Partitioned tables are faster in this case because, as mentioned earlier, the join operation is done in parallel when the tables are partitioned on the exact match columns.

If you are unsure if parallelization through partitioned tables could improve your query performance, reach out to us on Slack for more specific guidance.

Tick amplification

In grouping and ungrouping operations, the Deephaven query engine does not know which cells change. Even if only a single cell changes, an entire array is marked as modified, and large sections of the output table change. In a real-time query, this can potentially cause many unnecessary calculations to be performed. Take, for instance, the following query.

from deephaven import time_table
from deephaven.table_listener import listen


def print_changes(label, update, is_replay):
    added = update.added()
    modified = update.modified()
    n_added = len(added["X"]) if "X" in added else 0
    n_modified = len(modified["X"]) if "X" in modified else 0
    changes = n_added + n_modified
    print(f"TICK PROPAGATION: {label} {changes} changes")
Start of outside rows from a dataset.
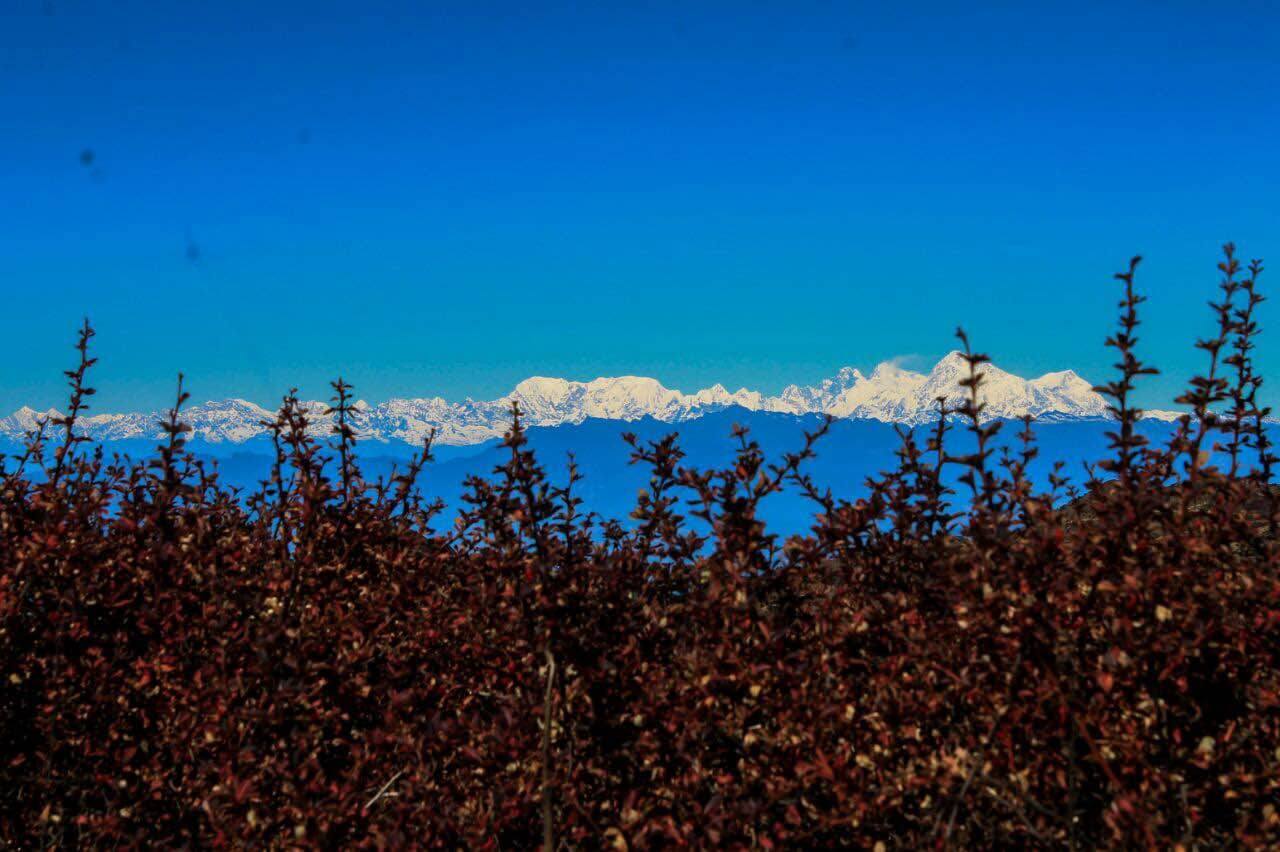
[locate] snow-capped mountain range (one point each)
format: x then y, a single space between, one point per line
888 394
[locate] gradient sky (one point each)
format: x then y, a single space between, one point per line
443 198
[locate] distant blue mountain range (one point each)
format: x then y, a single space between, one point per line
851 452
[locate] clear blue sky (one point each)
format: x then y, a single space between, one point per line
444 198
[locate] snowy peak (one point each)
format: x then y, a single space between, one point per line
890 393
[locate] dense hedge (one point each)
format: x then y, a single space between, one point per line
330 663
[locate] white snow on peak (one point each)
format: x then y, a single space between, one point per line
891 393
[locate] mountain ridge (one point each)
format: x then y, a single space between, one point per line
890 394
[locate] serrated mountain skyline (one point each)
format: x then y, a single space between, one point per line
888 394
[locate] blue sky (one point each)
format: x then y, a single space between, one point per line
444 198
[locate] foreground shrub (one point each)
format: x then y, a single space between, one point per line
327 662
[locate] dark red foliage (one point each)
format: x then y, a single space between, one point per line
316 665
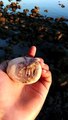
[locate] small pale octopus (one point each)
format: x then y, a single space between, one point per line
24 69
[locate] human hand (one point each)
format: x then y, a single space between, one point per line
23 102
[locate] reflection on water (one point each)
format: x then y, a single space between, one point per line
55 8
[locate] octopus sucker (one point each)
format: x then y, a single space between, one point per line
24 69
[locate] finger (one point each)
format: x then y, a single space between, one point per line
44 66
32 51
46 79
3 65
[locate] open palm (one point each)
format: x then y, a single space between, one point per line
23 102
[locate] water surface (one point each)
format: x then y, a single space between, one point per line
53 7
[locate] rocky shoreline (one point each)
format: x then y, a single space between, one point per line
18 32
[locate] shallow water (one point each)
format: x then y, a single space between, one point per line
53 7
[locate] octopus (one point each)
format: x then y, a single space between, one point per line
24 69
t1 = time_table("PT5s").update(["A=ii%2", "X=ii"])

# Group/ungroup
t2 = t1.group_by("A").update("Y=X+1").ungroup()

# Partition/merge
t3 = t1.partition_by("A").proxy().update("Y=X+1").target.merge()

h1 = listen(
    t1, lambda update, is_replay: print_changes("RAW            ", update, is_replay)
)
h2 = listen(
    t2, lambda update, is_replay: print_changes("GROUP/UNGROUP  ", update, is_replay)
)
h3 = listen(
    t3, lambda update, is_replay: print_changes("PARTITION/MERGE", update, is_replay)
)

At first, this is the output of the query:

TICK PROPAGATION: RAW             1 changes
TICK PROPAGATION: GROUP/UNGROUP   1 changes
TICK PROPAGATION: PARTITION/MERGE 1 changes

After letting the code run for a little while, this is the output:

TICK PROPAGATION: RAW             1 changes
TICK PROPAGATION: GROUP/UNGROUP   10 changes
TICK PROPAGATION: PARTITION/MERGE 1 changes

As the code runs longer, the grouping/ungrouping operation on its own continues to make more and more changes, whereas the partition/merge stays at one. Every change reported in the group/ungroup is an unnecessary calculation that performs extra work for no benefit. This is tick amplification in action. Where a group and ungroup suffers from this problem, a partition and merge does not.